You can’t iterate your way out of a bad design: Multivariate testing and the problem of local maximum
At the most recent Fantastic Tavern we debated what the recent emergence of multivariate testing means for ‘designed’ experiences and design as a discipline. Taken to the extreme, will we see experiences that essentially evolve themselves into some optimal form that no designer could have ever conceived through a Darwinist, survival of the fittest process? Will the designers of today be replaced by some great crowdsourced process that runs on cold hard data?
Absolutely not. Why? The problem of the local maximum.
This is a concept that I came across as part of my Information Architecture Masters course and although it is usually talked about in mathematics circles, it has some big implications on design – particularly iterative design. In a design context, local maximum describes the fact that an ‘optimised’ design is fundamentally anchored to its original concept. To put it as bluntly as possible: You can’t iterate a bad design into a good one.

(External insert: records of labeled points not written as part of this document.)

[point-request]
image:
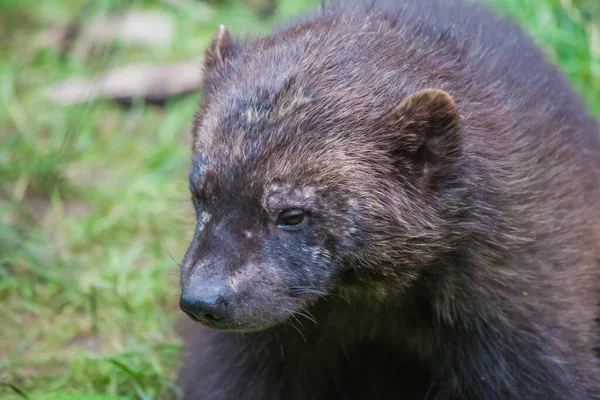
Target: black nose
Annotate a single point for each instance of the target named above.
(209, 308)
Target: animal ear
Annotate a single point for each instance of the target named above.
(429, 135)
(220, 49)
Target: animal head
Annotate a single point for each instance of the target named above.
(307, 181)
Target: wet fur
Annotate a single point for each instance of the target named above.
(476, 279)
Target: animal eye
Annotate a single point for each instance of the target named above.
(292, 219)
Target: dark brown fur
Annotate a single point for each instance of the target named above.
(451, 179)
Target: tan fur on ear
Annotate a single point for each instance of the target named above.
(429, 133)
(219, 48)
(433, 101)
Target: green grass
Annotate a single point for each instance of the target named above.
(94, 213)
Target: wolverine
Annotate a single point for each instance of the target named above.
(394, 200)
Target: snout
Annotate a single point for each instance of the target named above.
(208, 304)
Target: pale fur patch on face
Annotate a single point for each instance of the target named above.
(281, 195)
(299, 98)
(251, 272)
(256, 115)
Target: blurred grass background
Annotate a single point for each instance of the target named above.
(94, 212)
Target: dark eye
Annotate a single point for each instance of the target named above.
(292, 219)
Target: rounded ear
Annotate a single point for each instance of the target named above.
(428, 135)
(220, 49)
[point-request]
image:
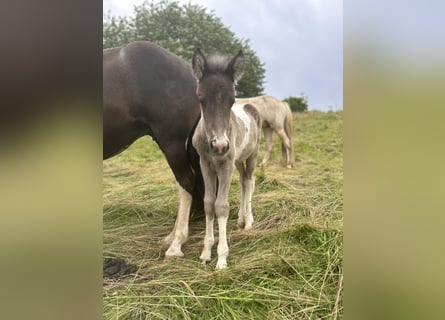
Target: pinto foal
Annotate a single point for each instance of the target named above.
(226, 136)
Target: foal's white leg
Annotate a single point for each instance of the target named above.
(223, 248)
(285, 140)
(180, 232)
(249, 183)
(209, 208)
(222, 213)
(269, 143)
(242, 208)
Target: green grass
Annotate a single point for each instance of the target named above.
(289, 266)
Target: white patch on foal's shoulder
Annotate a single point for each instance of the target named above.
(239, 111)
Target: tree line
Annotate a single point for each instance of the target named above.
(182, 28)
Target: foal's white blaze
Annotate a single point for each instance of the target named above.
(180, 231)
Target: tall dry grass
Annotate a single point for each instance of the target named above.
(289, 266)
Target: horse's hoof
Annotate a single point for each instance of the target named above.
(205, 258)
(167, 241)
(172, 253)
(221, 265)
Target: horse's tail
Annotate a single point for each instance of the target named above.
(197, 210)
(288, 130)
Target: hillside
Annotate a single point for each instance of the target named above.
(289, 266)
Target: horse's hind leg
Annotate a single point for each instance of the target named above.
(242, 209)
(286, 143)
(177, 159)
(269, 144)
(209, 208)
(249, 185)
(180, 232)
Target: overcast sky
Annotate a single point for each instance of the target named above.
(300, 42)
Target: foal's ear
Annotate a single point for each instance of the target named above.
(236, 66)
(199, 63)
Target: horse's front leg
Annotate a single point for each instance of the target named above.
(222, 211)
(180, 232)
(209, 208)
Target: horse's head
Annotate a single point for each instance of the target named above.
(216, 92)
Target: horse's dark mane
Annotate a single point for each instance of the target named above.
(216, 64)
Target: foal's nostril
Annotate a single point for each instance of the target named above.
(220, 145)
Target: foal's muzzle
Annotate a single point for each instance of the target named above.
(219, 145)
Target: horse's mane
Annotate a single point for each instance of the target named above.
(216, 64)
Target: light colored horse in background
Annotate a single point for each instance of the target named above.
(227, 135)
(276, 116)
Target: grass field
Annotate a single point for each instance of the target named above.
(289, 266)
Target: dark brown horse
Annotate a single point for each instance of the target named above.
(149, 91)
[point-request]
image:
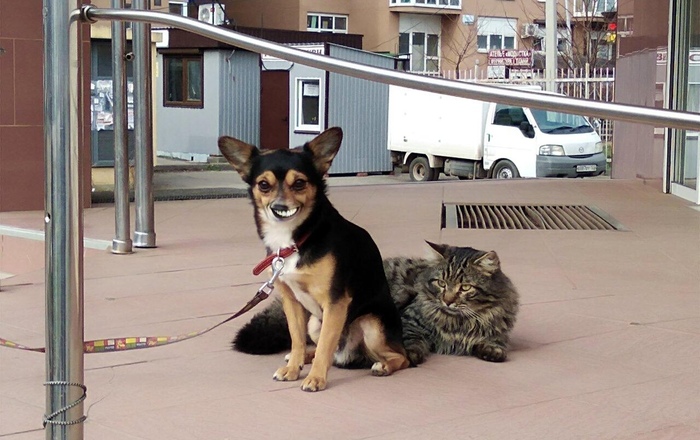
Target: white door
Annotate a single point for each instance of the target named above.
(504, 140)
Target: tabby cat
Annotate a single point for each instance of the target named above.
(459, 303)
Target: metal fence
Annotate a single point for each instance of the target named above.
(596, 84)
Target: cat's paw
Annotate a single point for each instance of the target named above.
(416, 357)
(491, 353)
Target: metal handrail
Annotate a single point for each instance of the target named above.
(606, 110)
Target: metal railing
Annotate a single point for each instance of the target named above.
(606, 110)
(64, 229)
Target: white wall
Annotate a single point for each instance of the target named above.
(189, 131)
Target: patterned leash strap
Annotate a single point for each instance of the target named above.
(133, 343)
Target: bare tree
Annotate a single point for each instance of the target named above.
(588, 41)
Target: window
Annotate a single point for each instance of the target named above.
(183, 81)
(424, 50)
(589, 8)
(327, 23)
(509, 116)
(179, 8)
(496, 33)
(308, 105)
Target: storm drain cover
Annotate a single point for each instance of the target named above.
(546, 217)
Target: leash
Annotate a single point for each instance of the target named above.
(137, 342)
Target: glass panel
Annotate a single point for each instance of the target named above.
(309, 102)
(432, 49)
(194, 80)
(686, 151)
(312, 22)
(482, 42)
(432, 65)
(174, 79)
(418, 52)
(341, 23)
(326, 22)
(404, 43)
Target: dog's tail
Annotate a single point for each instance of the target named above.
(266, 333)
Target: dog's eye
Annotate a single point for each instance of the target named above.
(264, 186)
(299, 185)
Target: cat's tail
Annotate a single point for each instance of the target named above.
(266, 333)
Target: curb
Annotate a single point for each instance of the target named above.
(177, 194)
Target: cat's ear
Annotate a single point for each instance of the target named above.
(488, 263)
(441, 249)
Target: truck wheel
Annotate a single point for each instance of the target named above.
(420, 170)
(505, 169)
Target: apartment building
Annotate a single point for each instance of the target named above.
(442, 35)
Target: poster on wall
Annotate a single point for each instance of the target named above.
(102, 103)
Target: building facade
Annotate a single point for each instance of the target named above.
(659, 65)
(447, 35)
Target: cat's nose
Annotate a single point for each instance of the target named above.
(449, 298)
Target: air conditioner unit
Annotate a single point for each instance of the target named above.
(529, 30)
(212, 13)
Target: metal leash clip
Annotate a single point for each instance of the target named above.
(277, 266)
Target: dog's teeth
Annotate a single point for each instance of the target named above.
(286, 213)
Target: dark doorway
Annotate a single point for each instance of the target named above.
(274, 109)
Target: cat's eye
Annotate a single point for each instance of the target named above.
(299, 185)
(264, 186)
(440, 283)
(466, 288)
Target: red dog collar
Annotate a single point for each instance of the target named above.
(282, 253)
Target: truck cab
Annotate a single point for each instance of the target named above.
(527, 142)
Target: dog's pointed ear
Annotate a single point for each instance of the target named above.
(238, 153)
(324, 147)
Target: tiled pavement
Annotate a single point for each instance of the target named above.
(607, 344)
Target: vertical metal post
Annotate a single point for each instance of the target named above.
(551, 44)
(121, 244)
(64, 245)
(144, 234)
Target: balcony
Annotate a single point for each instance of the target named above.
(426, 6)
(594, 8)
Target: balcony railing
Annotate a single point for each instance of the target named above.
(436, 4)
(594, 8)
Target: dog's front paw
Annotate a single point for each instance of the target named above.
(314, 383)
(379, 369)
(287, 373)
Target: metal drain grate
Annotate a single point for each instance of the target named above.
(549, 217)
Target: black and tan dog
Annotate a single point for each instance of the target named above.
(333, 283)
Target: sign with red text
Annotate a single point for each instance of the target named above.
(510, 58)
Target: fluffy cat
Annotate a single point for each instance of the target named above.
(460, 303)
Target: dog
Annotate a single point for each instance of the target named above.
(332, 282)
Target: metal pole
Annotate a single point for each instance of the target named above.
(481, 92)
(144, 234)
(551, 45)
(65, 391)
(121, 244)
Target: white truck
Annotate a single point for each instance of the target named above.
(430, 133)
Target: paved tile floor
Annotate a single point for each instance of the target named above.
(607, 344)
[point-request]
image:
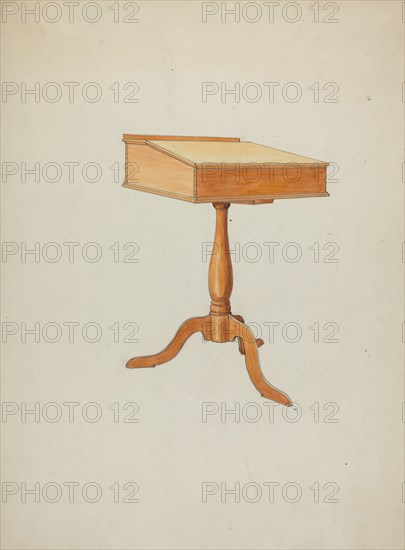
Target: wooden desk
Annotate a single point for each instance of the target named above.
(221, 171)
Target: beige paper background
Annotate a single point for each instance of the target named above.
(171, 452)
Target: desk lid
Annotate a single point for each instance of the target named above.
(229, 152)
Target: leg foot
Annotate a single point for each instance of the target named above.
(189, 327)
(244, 334)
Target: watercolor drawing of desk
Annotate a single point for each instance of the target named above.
(221, 171)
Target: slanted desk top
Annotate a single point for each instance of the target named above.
(208, 169)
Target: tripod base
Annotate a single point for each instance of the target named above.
(219, 328)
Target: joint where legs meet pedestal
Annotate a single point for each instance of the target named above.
(220, 325)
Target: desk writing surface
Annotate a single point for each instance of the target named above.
(243, 152)
(219, 170)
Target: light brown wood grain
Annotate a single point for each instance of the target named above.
(257, 180)
(128, 138)
(147, 168)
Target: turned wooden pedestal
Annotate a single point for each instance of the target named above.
(221, 171)
(220, 325)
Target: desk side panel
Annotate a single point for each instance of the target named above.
(147, 169)
(259, 181)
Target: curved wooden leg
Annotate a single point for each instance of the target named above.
(243, 332)
(189, 327)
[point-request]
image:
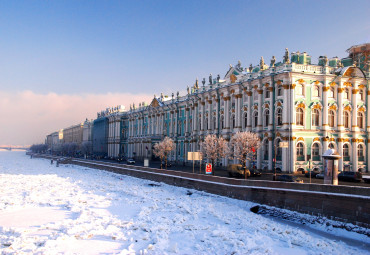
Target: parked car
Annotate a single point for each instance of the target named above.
(320, 175)
(238, 170)
(288, 178)
(313, 174)
(350, 176)
(255, 173)
(131, 161)
(168, 164)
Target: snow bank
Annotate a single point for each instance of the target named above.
(71, 209)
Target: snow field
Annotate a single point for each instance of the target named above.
(75, 210)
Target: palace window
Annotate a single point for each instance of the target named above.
(245, 120)
(299, 90)
(280, 91)
(255, 117)
(266, 149)
(267, 94)
(316, 91)
(266, 118)
(279, 116)
(346, 94)
(346, 152)
(278, 149)
(315, 117)
(360, 152)
(331, 92)
(360, 120)
(346, 119)
(331, 119)
(315, 152)
(300, 152)
(299, 117)
(255, 95)
(361, 95)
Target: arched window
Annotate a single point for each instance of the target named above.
(346, 119)
(316, 91)
(299, 90)
(360, 120)
(315, 152)
(360, 152)
(255, 95)
(266, 118)
(300, 152)
(331, 118)
(346, 152)
(267, 93)
(315, 117)
(279, 116)
(280, 91)
(299, 117)
(278, 149)
(331, 92)
(255, 118)
(266, 150)
(346, 94)
(361, 95)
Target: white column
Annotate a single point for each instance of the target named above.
(271, 148)
(260, 113)
(250, 111)
(325, 108)
(354, 110)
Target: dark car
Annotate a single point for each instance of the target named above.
(168, 164)
(350, 176)
(255, 173)
(131, 161)
(313, 174)
(288, 178)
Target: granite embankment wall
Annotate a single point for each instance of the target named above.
(343, 203)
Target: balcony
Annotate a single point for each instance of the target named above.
(300, 158)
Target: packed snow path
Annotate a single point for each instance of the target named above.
(46, 209)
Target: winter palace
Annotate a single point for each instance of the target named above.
(309, 107)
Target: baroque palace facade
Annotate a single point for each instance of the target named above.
(312, 107)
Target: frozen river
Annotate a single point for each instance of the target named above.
(46, 209)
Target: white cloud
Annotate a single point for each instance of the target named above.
(27, 117)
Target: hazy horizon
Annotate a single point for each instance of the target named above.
(64, 61)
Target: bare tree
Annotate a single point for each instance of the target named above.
(163, 149)
(159, 151)
(243, 146)
(214, 148)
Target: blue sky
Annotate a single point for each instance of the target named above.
(152, 46)
(74, 48)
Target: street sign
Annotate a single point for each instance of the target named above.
(194, 155)
(283, 144)
(208, 168)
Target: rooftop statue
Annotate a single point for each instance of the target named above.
(286, 56)
(262, 63)
(273, 61)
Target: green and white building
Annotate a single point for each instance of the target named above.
(311, 106)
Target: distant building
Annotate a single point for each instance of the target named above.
(311, 106)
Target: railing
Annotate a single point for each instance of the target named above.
(300, 158)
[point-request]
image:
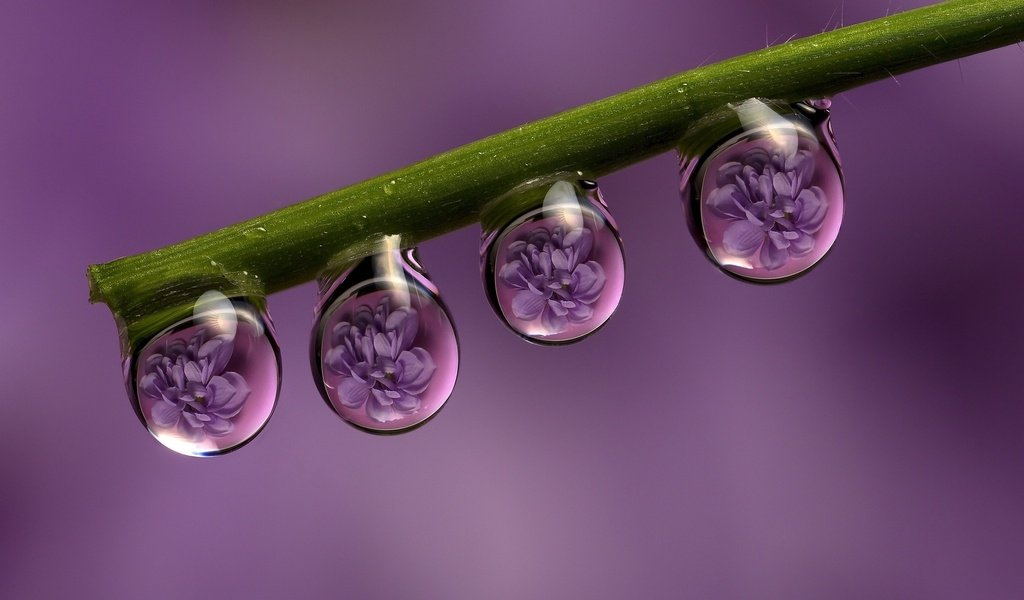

I will dig up more visuals to illustrate this clearly but indulge me in this thought exercise in the meantime. Imagine a mountainous landscape with some molehills, some hills, and some mountains. Now imagine that these all represent alternative designs – and the bigger the mountain, the better the design. Suppose that you were parachuted in with the goal of scaling the highest mountain. To do this you would obviously need to land somewhere on that mountain and climb from there. If you landed on the smaller mountain next door and just started climbing, it doesn’t matter how long and hard you climb, you can’t climb higher than its peak (the local maximum!). Although this might represent quite a climb, you will never reach the height of the bigger mountains around you. You are fundamentally constrained by its lesser height.
Hopefully the leap from this metaphor across to what I’m trying to explain for design isn’t too far. When you put a concept together you are defining a starting point. That starting point has a local maximum. Whether you reach that local maximum depends on how long and how well you iterate that concept, but regardless of how much time, money and technology you may have – you will never exceed it. How do you get past the local maximum? By coming up with a different concept, a different starting point that has a higher local maximum.
Tools like multvariate testing are giving us better quality data and insights that allow us to increase the speed and progress that we can make towards optimal designs. But if you try to iterate a bad design into a good one you are ultimately polishing the proverbial turd. Thanks to the constraints of iteration, we designers aren’t going anywhere soon.